Kolumne von Peter Bierl

Seit der Romantik haben teutsche Dichter, Denker und Heimatschützer die Deutschen zum tiefsinnigen Waldvolk stilisiert, im Gegensatz etwa zu Welschen oder Engländern. Die Ideologie diente als Rechtfertigung für den Raubbau. Diese steile These war dann irgendwann nicht mehr opportun, sodass solche Regungen fortan auf edle Wilde projiziert wurden: Die Indianer sollen Bruder Hirsch um Vergebung gebeten und jeden Baum umarmt haben, bevor sie Fauna und Flora den Garaus machten.
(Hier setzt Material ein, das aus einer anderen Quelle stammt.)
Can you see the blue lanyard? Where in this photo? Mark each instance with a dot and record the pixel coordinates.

Das Modell wollen die Freien Wähler in zeitgemäßer Form auf Puchheim übertragen.

Sie wollen keine Baumschutzverordnung und auch nicht die Behörden auf Trab bringen, damit diese Frevler mit saftigen Geldstrafen versehen, die das Gesetz für jene vorsieht, die ohne Genehmigung Bäume umhauen, die per Bebauungsplan geschützt sind. "In der Praxis hat sich gezeigt, dass bei dem in der Regel gewünschten Bau von Wohnraum vorhandene Bäume, aufgrund der mit den Grundstückspreisen dichten Planungen, nicht prioritär behandelt werden", schreiben die Freien Wähler, nicht elegant formuliert, aber unmissverständlich.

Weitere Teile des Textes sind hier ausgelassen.